In between modeling error and floating point error on my scale of worries is approximation error. As Nick Trefethen has said, if computers were suddenly able to do arithmetic with perfect accuracy, 90% of numerical analysis would remain important.

To illustrate the difference between modeling error, approximation error, and floating point error, suppose you decide that the probability of something can be represented by a normal distribution. This is actually two assumptions: that the process is random, and that as a random variable it has a normal distribution. Those assumptions won’t be exactly true, so this introduces some modeling error.

Next we have to compute something about a normal distribution, say the probability of a normal random variable being in some range. This probability is given by an integral, and some algorithm estimates this integral and introduces approximation error. The approximation error would exist even if the steps in the algorithm could be carried out in infinite precision. But the steps are not carried out with infinite precision, so there is some error introduced by implementing the algorithm with floating point numbers.

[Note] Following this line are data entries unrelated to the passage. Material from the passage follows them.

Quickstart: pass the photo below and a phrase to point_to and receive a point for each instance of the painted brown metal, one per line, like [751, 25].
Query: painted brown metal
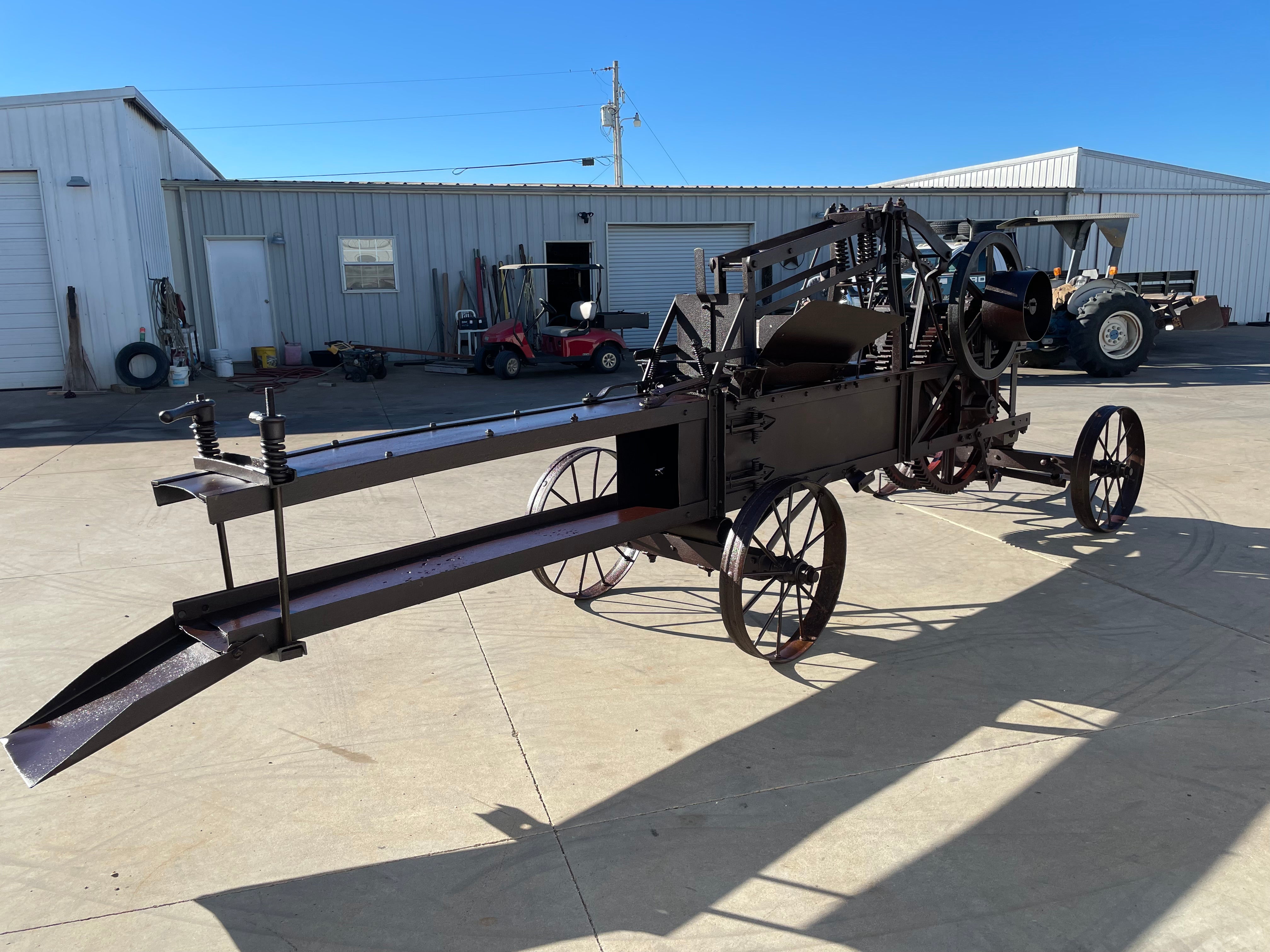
[763, 397]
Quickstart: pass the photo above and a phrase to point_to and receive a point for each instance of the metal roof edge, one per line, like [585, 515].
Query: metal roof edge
[1168, 167]
[149, 108]
[451, 187]
[1071, 150]
[129, 94]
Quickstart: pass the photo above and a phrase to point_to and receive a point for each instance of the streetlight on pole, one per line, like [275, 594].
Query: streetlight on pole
[611, 117]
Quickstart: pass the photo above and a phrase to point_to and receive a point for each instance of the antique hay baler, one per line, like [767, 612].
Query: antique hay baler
[886, 353]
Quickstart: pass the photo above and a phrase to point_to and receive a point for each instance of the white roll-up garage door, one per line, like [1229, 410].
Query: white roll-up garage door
[31, 346]
[649, 264]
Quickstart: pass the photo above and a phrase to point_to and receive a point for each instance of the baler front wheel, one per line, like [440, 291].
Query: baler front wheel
[1108, 466]
[578, 477]
[783, 569]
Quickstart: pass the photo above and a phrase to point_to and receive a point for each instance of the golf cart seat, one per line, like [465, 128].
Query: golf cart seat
[581, 314]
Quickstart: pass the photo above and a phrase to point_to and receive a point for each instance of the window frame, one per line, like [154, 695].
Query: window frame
[343, 273]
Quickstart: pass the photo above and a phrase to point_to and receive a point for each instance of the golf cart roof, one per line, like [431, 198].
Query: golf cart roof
[1075, 229]
[554, 267]
[1028, 221]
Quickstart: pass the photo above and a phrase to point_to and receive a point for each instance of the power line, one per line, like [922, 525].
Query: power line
[392, 118]
[366, 83]
[454, 169]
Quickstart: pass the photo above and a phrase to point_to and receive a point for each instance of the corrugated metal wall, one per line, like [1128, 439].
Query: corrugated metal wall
[1225, 236]
[103, 239]
[440, 226]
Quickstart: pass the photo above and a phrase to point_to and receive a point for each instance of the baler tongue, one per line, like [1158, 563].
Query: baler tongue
[133, 685]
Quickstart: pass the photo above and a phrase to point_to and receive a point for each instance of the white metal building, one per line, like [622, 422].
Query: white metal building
[82, 206]
[1191, 220]
[98, 191]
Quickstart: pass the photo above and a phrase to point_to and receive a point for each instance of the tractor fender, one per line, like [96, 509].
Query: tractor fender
[1086, 292]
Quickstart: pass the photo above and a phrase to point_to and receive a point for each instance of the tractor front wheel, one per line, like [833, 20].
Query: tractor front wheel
[1113, 333]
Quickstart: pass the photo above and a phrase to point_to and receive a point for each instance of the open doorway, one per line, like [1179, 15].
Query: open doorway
[567, 287]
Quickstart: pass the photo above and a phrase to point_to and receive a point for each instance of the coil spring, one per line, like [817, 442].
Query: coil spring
[273, 454]
[205, 440]
[868, 242]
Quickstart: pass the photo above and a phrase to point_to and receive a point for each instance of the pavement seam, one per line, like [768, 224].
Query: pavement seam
[1090, 733]
[69, 446]
[1086, 573]
[651, 813]
[516, 737]
[270, 885]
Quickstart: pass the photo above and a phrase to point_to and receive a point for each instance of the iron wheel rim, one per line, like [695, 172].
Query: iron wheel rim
[798, 526]
[566, 483]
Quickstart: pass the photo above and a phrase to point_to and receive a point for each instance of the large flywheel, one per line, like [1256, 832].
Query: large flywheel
[994, 304]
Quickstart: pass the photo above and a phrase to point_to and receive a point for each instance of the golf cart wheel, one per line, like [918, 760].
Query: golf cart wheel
[781, 569]
[580, 477]
[1108, 466]
[507, 365]
[1113, 333]
[608, 359]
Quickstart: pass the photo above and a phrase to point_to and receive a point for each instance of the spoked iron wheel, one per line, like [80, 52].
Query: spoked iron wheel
[975, 349]
[578, 477]
[1107, 469]
[783, 569]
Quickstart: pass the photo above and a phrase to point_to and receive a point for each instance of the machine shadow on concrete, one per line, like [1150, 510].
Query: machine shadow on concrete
[1089, 855]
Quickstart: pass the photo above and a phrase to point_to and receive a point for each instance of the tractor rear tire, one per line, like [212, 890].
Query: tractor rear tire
[507, 365]
[1112, 334]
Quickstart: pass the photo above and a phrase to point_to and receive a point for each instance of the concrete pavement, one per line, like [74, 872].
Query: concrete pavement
[1013, 735]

For a simple example like this, approximation error and floating point error will typically be about the same size, both extremely small. But in a more complex example, say something involving a high-dimensional integral, the approximation error could be much larger than floating point error, but still smaller than modeling error. I imagine approximation error is often roughly the geometric mean of modeling error and floating point error, i.e. somewhere around the middle of the two on a log scale.

In Sussman’s presentation he says that people worry too much about correctness. Often correctness is not that important. It’s often good enough to produce a correct answer with reasonably high probability, provided the consequences of an error are controlled. I agree, but in light of that it seems odd to be too worried about inaccuracy from floating point arithmetic. I suspect he’s not that worried about floating point and that the opening quote was just an entertaining way to say that floating point math can be tricky.